At the last week’s two-day monetory policy committee meeting chaired by RBI Governor Das, some discussion seems to have happened on imposition of complete ban on private crypto currencies by statute, orderly and phased introduction of digital rupee that was convertible with physically held notes. Even the technology platform that would host the digital rupee with options beyond block chain based mints were considered to ring the digital rupee that’s yet to be formally branded and named. Customary post-budget monetary policy committee meeting not only discussed prospects of a digital rupee but on the parallel held interest rates and continued the accommodative stance to provide room for economic growth that Finance Minister Nirmala Sitharaman aspires to achieve through capital investment push and infrastructure development. Only two days back, RBI deputy governor T. Rabi Sankar’s call for complete ban on crypto currencies as an asset and currency taking several stakeholders by surprise. More interesting is Rabi Shankar’s line that crypto currencies were more speculative or manipulative contracts vis-à-vis the Ponzi schemes. By inference what Shankar meant was that the original scheme devised by Charles Ponzi in 1929 was superior given that transactions led to investments in earning assets. To infer that Italian swindler and con artist Charles Ponzi’s scheme in North America and Canada was better than cryptos signal what RBI thinks of new age digital private currencies roiling markets globally. Making a case for complete ban, Rabi Shankar reiterated the crypto currencies potential to create havoc by design cannot be regulated and thereby leading to macro-economic instability. Interestingly enough, Rabi Shankar’s comments at an Indian Bankers Association held technology conference a few weeks after Finance Minister Nirmala Sitharaman taxed profits from digital assets (read crypto currencies) at 30% in her budget for 2022-23.
Since these calls were made on the very day when Sitharaman was chairing post-budget RBI Board of Directors meeting, it was obvious to point to differences in perspective on crypto currencies. But then, alert Finance Minister Sitharaman was quick to reaffirm that both government and RBI were on the same page vis-à-vis crypto currencies like several other financial and economic issues. Ace investor and big bull Rakhesh Jhunjhunwala provided an altogether different view on crypto currencies. In a recent TV interview, Jhunjhunwala predicted a virtual rout of the cryptos market. Veteran market insiders cited Jhunjhunwala’s huge exposure in equity markets and fear of capital flight in favour of crypto currencies as enough reason for this unjustified prediction. But then, virtual collapse of crypto currencies also means small investors globally would be at the receiving end.
Now, the question doing rounds is whether Finance Minister Sitharaman concurs with RBI to completely ban crypto currencies by choice as an asset, currency, security or collateral and put them in cold storage. If one were to gauge RBI stance, banks may not accept crypto or private digital assets as collateral to make lending to corporates, individuals or businesses.

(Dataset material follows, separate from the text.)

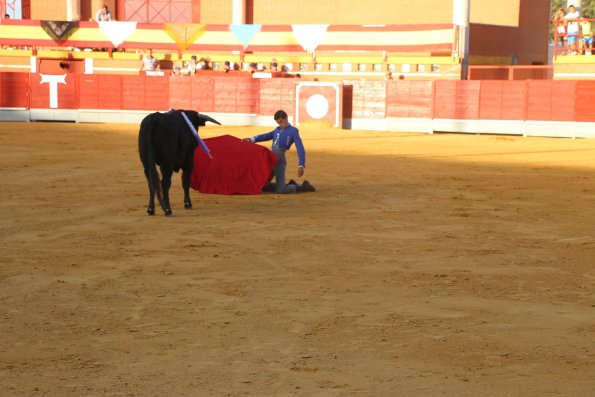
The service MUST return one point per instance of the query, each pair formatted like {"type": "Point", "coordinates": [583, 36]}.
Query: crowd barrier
{"type": "Point", "coordinates": [531, 107]}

Both, RBI and government may be on the same page to not allow cryptos as currency. Now, comes the hard part. Then how does one collect taxes on crypto assets related transactions at 30 per cent? And, also levy transaction fees of one per cent on buying and sale of digital assets? Taxation is the only thin line that lends legitimacy to digital assets which the Finance Minister needs to rethink while comprehensively revisiting the government’s framework on crypto currencies, official digital rupee and taxation. Well, it may not be easy after all. But then, the union budget and post-budget amplification of the government’s policy on crypto assets by Prime Minister Narendra Modi has brought in some clarity. Best of the currency and stock markets brains will have to provide inputs for a pragmatic policy and sustainable policy on cryptos. Rushing through may not help anyone.